Need to be careful adding comments in the script due to syntax requirements of Plumber, but the gist of it is

  • Loads the required libraries (dplyr and magrittr)
  • Imports the serialized model and preprocessing function
  • Define in/out parameters for the api
  • Define a function get_predicted_score, that
    • Collects parameters in a data frame
    • Transforms data frame using preprocessing function
    • Predicts predicted value for a given x as well as the scoring date.
library(dplyr)
library(magrittr)

model <- readRDS("model.rds")
preprocessData <- readRDS("preprocess_data.rds")

#' @get /get_predicted_score
#' @param x       

get_predicted_score <- 
  function(
    x
  ){
    
    df <- 
      data.frame(x = as.numeric(x)) %>% 
      preprocessData(.)

    data.frame(
      scoring_date = as.Date(Sys.Date()),
      predY = 
        predict(
          model, 
          newdat = df)
      )
  }

The next file, called “main.r”, initiates a local webservice exposed at port 80.

library(plumber)
r <- plumb("score.R")
r$run(port=80, host="0.0.0.0")

The scripts above wont work when run on a Windows machine due to encoding of the “ø”. Luckily, we can use Docker to avoid this issue.

Define a simple dockerfile, that:

  • copies model files and scripts into image
  • installs caret
  • runs the main.r-script, and exposes port 80.

This file is simply called dockerfile, with no extension.
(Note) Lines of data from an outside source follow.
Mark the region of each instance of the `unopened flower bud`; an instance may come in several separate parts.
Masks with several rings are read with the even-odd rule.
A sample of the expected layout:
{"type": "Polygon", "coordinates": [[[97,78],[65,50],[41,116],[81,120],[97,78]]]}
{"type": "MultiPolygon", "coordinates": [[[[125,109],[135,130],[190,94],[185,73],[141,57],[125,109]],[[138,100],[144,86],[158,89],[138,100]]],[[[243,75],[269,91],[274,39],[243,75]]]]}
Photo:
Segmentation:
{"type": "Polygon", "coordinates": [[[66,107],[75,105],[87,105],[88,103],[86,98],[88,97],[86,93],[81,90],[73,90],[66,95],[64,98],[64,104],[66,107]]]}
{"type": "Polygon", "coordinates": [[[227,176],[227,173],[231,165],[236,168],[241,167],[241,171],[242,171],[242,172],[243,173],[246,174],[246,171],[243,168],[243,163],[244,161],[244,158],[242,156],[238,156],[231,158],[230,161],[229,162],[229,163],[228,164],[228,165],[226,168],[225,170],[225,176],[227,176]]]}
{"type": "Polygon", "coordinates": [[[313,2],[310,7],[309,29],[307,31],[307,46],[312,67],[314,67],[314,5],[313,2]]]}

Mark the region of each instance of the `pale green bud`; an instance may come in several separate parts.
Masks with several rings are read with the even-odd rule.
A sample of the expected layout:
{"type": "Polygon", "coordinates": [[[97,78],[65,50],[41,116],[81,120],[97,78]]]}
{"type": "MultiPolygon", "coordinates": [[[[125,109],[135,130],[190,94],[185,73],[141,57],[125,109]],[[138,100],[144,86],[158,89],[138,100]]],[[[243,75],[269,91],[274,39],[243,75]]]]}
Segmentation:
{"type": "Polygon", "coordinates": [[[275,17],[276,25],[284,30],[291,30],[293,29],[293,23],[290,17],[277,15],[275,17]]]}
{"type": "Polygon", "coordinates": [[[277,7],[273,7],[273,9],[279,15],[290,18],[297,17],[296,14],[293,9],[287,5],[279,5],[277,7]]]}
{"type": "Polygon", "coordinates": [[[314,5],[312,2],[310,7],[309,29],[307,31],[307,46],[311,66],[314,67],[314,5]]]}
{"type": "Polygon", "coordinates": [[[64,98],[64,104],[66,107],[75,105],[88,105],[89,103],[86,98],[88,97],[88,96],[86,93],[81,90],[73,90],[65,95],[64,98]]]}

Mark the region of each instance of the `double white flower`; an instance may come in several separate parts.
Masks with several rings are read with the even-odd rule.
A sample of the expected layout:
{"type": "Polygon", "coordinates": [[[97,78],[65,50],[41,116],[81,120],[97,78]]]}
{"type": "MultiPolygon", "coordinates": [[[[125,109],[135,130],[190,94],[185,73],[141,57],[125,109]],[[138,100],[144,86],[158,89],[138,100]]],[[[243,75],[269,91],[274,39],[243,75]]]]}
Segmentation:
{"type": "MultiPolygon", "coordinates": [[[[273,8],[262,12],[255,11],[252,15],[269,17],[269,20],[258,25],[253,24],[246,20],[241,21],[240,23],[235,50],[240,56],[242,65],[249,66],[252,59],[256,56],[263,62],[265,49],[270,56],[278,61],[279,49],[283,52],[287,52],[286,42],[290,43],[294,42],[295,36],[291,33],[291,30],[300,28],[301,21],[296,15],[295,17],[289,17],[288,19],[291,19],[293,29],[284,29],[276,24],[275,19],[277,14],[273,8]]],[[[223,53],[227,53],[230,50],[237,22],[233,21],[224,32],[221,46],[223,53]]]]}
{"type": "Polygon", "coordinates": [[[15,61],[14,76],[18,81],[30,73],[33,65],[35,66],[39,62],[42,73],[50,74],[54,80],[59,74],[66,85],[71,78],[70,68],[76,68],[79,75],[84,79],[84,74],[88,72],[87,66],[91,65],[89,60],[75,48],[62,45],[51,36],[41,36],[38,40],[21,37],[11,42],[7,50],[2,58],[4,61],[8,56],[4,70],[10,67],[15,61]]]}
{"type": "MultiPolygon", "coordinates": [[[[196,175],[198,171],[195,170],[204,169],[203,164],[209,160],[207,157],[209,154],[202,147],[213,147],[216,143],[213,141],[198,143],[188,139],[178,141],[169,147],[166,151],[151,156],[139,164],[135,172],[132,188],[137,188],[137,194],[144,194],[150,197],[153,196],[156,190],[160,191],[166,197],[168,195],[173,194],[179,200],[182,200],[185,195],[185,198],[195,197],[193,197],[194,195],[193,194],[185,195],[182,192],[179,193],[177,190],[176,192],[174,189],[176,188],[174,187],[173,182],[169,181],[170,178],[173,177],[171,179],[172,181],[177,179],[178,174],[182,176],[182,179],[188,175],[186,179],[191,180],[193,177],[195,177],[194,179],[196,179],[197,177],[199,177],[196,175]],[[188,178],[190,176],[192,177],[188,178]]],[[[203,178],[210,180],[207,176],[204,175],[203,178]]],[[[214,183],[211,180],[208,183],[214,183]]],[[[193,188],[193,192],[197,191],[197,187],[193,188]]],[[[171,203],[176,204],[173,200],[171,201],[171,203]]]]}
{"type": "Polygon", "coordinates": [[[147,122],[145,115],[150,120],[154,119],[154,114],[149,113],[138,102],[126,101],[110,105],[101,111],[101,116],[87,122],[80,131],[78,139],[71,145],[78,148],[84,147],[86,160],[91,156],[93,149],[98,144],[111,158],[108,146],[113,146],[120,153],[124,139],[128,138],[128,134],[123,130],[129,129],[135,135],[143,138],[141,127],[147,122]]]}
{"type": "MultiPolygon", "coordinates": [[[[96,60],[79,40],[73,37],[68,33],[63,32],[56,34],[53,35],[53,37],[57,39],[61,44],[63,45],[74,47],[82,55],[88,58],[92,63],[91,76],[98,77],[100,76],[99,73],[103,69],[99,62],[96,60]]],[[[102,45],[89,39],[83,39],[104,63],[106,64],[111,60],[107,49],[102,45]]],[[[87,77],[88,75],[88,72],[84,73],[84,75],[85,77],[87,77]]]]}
The dockerfile needs to be located in the same folder as the main.r, score.r, model.rds and preprocess_data.rds.

FROM trestletech/plumber
MAINTAINER Hong Ooi <hongooi@microsoft.com>

RUN R -e 'install.packages(c("dplyr", "magrittr"))'

RUN mkdir /data
COPY model.rds /data
COPY preprocess_data.rds /data
COPY score.R /data
COPY main.R /data
WORKDIR /data

EXPOSE 80
ENTRYPOINT ["Rscript", "main.R"]

From cmd in Windows, we go to the path of the dockerfile, and issue the command below. This builds the docker image above, named “modelimage”

docker build -t modelimage .

When this is built (takes some minutes!), we can test the service locally. First, fire up the image by issuing the command below in cmd:

docker run --rm -p 80:80 modelimage

Testing response

I test the response with Python.

import requests
payload = {
    "x": 200
}
r = requests.get("http://127.0.0.1/get_predicted_score", params = payload)
r.json()

This returns the desired response:

[{'scoring_date': '2021-10-31', 'predY': 205.0965}]

Playing a bit with parameters to see that the scoring works as intended:

payload = {
    "x": -2000
}
r = requests.get("http://127.0.0.1/get_predicted_score", params = payload)
r.json()
[{'scoring_date': '2021-10-31', 'predY': -1995.6117}]

For a serious deployment, I would consider the following exensions:

  • The script ought to be made more robust wrt unexpected input, and have more informative error handling
  • Add optional arguments in the API for model type and model version.

In principle, the docker image can be deployed to Azure to set up a webservice.